Monday, Apr. 18, 1983
Scheming Under the Spires
By RICHARD SCHICKEL
PRIVILEGED Directed by Michael Hoffman
Screenplay by Michael Hoffman, David Woollcombe and Rupert Walters
Intellectual intensity, social arrogance, psychological self-absorption, sexual confusion and, above all, a ferocious literacy: if Privileged is to be believed, student life at Oxford appears to be as immutable in its ways as the university's famously dreaming spires are in theirs. It would seem from this movie that Evelyn Waugh and all the other novelists who made the world aware of what it was like to be young, gifted and absolutely tops in an elitist society could safely drop in for tea at Oriel or Balliol or any of their formative haunts and feel utterly at home. And this despite the decades of welfarism and general leveling that have wrought so many changes in the rest of British life.
Or perhaps not. Perhaps the manner of the movie's making says more about the quality of undergraduate ambitions these days than the film's rather conventional view of its subject admits. For Privileged, written with assurance, acted with panache and technically quite smooth and knowing (despite a murky blowup from 16 mm to 35 mm), is, of all things, a student film. It was conceived, created and hustled into the world's film markets by a cooperative of Oxonians in the same age bracket, 20 to 27, as the students they have conspired to place on the screen. The chief difference between creators and creations is that the former apparently have a more vaulting sense of what young people can accomplish if they devote their nerve, energy and talents to doing something of more general interest than merely finding themselves or turning up someone suitable to sleep with.

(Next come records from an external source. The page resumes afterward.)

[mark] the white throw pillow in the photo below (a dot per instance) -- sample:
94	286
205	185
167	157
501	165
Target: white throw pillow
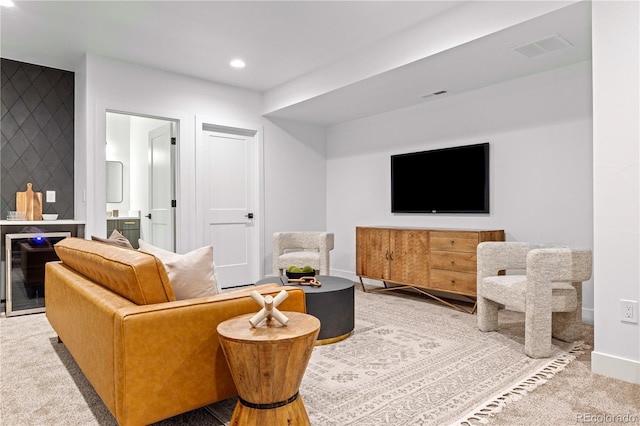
191	274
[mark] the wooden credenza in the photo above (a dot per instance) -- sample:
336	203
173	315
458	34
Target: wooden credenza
442	260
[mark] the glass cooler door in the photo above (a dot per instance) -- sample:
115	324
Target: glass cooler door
26	257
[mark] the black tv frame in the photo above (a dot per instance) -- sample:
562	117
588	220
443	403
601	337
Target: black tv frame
459	171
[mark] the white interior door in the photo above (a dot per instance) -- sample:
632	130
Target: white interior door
161	188
228	172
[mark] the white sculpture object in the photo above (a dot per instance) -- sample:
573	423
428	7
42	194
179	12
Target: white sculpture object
269	308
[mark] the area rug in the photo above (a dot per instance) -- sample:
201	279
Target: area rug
410	361
413	362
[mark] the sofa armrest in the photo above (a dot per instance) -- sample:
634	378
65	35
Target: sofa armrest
168	358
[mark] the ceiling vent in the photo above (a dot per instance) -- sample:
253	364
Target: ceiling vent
438	93
542	46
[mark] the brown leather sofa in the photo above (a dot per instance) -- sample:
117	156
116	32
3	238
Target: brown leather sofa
148	356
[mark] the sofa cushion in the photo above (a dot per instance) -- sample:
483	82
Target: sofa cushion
116	238
135	275
191	274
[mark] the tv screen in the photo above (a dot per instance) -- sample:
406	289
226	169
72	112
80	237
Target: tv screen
449	180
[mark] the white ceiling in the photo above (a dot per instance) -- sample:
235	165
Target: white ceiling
282	41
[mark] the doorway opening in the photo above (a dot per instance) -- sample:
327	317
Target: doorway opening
146	148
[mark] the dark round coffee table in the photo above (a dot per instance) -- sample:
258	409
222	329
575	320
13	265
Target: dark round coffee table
332	303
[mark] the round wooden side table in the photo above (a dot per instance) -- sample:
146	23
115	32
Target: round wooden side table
267	364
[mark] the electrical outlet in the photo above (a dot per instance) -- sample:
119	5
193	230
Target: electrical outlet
629	311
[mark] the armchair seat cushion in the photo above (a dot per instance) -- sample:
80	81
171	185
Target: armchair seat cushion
301	258
511	291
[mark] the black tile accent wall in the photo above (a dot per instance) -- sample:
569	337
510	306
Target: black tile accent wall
37	135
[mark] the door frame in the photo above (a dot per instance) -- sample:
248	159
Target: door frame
226	126
96	224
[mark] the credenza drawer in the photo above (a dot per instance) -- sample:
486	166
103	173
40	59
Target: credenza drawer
453	282
454	261
453	241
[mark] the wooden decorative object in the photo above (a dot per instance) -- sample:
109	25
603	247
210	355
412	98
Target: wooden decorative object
267	364
269	305
29	203
312	281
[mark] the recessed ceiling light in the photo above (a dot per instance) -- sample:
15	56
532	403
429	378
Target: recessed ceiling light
238	63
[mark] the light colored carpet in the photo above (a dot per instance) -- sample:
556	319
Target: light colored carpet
415	363
409	362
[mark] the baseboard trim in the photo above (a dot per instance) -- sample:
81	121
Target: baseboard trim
615	367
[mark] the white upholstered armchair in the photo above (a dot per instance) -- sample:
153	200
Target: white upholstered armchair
548	290
300	249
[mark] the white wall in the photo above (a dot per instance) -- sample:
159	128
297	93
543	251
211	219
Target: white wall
540	134
616	75
118	149
108	85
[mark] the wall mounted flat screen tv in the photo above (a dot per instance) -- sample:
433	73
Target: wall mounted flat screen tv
449	180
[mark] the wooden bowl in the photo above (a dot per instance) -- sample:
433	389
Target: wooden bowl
298	275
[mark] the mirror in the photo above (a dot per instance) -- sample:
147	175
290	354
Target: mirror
114	182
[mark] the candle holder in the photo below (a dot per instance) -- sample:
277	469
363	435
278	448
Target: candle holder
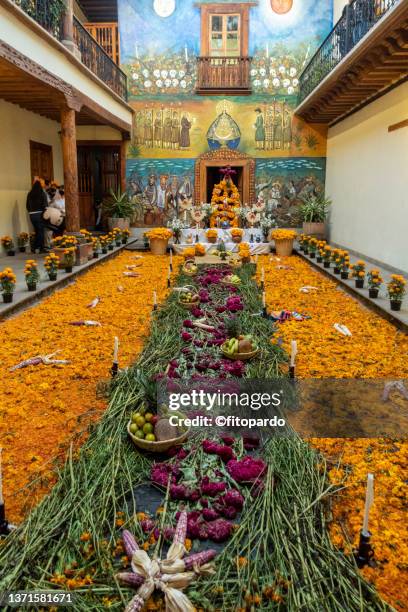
364	553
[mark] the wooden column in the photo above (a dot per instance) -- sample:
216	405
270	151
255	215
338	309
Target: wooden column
69	157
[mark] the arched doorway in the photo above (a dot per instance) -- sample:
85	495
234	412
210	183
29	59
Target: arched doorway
207	174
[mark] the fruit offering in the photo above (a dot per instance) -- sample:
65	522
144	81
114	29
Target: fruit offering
241	345
143	425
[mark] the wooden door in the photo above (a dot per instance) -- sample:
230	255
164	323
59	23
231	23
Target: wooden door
41	161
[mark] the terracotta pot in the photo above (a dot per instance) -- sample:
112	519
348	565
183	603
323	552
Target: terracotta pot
118	222
314	229
158	246
395	305
284	248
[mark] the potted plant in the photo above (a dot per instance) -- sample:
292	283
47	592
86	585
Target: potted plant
119	208
313	212
236	234
158	239
344	265
266	224
326	256
125	235
8	283
69	259
104	244
31	274
313	242
336	259
358	272
117	236
396	291
374	283
320	250
22	241
8	245
51	264
284	241
212	235
176	226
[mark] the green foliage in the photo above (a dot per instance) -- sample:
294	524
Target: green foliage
314	208
118	205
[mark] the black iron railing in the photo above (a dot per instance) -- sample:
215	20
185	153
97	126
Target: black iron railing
49	14
357	19
97	60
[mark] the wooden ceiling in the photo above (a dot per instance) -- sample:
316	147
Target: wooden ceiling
372	68
100	10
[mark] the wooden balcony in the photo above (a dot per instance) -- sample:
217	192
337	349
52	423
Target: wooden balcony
223	75
363	57
107	36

This does not mean the group, which raised much of the picture's minuscule $60,000 budget from family and friends (with the aid of an Oxford alumnus. Director John Schlesinger, who helped get production equipment at a discount), has achieved a perfectly glittering surprise on its first try. Indeed the film is flawed at its center by an unattractive protagonist named Edward, an oversmart, oversmug womanizer and all-around user of people, who is supposed to summarize all that is wrong with traditional Oxford attitudes. In this role Robert Woolley does the nasty bits well, but mostly leaves out those moments of charm and vulnerability that might have evoked real sympathy.
Even so, Privileged offers many pleasures. As Anne, the young woman who does not know quite what to do about Edward, Diana Katis, the cast's one professional, is very fine. There is a sweet reserve to her playing, and a sense that despite her temporary befuddlements, her Anne is on the way to becoming a woman of genuine, and entrancing, character. Having her conduct her relationship with Edward while they are involved in a drama club production of The Duchess of Malfi puts them in logical touch with a group of eccentrically orbiting minor characters and imparts a resonance, narrative richness and a range of human interest extraordinary to find in a film by young people.
Privileged's profits will go to the Oxford Film Foundation, which the movie's producer, Richard Stevenson, a 27-year-old American, helped establish. It will provide professional movie training, which has never existed at Oxford. This might be a mistake. The film, whatever its miscues, already has what no trade school can teach: a sense of how intelligent people think, talk and act within a cultivated society. It is hard to find that in any movie today, rare indeed to find it in the typical academic product.